5. Martin Kleppmann, Designing Data-Intensive Applications, Chapter 10: Batch Processing (O'Reilly, 2017)
Kleppmann's treatment of batch processing provides the theoretical foundation for pipeline orchestration. Chapter 10 covers the MapReduce computational model, the distinction between bounded and unbounded datasets, the concept of materialized intermediate state (which is what pipeline assets are), and the principle that batch jobs should be deterministic and idempotent — producing the same output given the same input, enabling safe retries and reprocessing. The chapter's discussion of "philosophy of batch process outputs" — that outputs should be treated as derived data that can always be re-derived from inputs — directly informs the idempotency and backfill strategies in this chapter.

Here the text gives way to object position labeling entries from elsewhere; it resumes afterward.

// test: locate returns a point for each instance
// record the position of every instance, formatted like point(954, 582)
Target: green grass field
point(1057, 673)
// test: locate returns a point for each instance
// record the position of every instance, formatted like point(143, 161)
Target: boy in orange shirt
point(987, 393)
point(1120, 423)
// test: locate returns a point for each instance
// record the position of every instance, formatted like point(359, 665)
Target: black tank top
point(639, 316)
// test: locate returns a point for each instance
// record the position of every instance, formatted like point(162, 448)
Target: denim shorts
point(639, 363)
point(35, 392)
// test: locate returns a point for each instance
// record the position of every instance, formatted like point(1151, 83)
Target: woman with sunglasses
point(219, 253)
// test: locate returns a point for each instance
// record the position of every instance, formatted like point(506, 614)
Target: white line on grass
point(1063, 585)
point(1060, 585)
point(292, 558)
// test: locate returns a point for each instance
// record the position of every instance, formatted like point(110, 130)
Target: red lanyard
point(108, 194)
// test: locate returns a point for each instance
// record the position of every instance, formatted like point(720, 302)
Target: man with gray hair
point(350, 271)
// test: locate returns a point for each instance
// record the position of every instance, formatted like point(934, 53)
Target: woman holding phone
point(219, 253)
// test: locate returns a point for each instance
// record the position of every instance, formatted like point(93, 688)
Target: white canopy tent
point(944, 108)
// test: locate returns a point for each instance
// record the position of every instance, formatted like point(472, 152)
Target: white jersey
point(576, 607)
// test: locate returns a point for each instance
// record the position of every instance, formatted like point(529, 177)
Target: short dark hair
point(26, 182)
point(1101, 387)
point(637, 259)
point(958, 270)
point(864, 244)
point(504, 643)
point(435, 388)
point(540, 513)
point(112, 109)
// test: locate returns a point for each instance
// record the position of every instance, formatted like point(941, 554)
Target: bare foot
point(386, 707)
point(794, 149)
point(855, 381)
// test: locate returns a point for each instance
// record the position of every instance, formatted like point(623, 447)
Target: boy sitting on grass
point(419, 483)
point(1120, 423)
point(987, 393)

Reading guidance: Section "Materialization of Intermediate State" explains why pipeline orchestrators store intermediate results (validated data, training features) rather than recomputing them on every run — and under what conditions recomputation is preferable to caching. Section "Joins" covers the temporal join pattern (point-in-time correct feature lookups) that the feature computation task implements. The chapter concludes with a discussion of "Beyond MapReduce" that covers dataflow engines (Spark, Flink) — the execution engines that pipeline orchestrators schedule. For readers who want to understand the streaming counterpart (relevant for real-time feature pipelines), Chapter 11 covers stream processing and the relationship between batch and stream processing in the lambda and kappa architectures.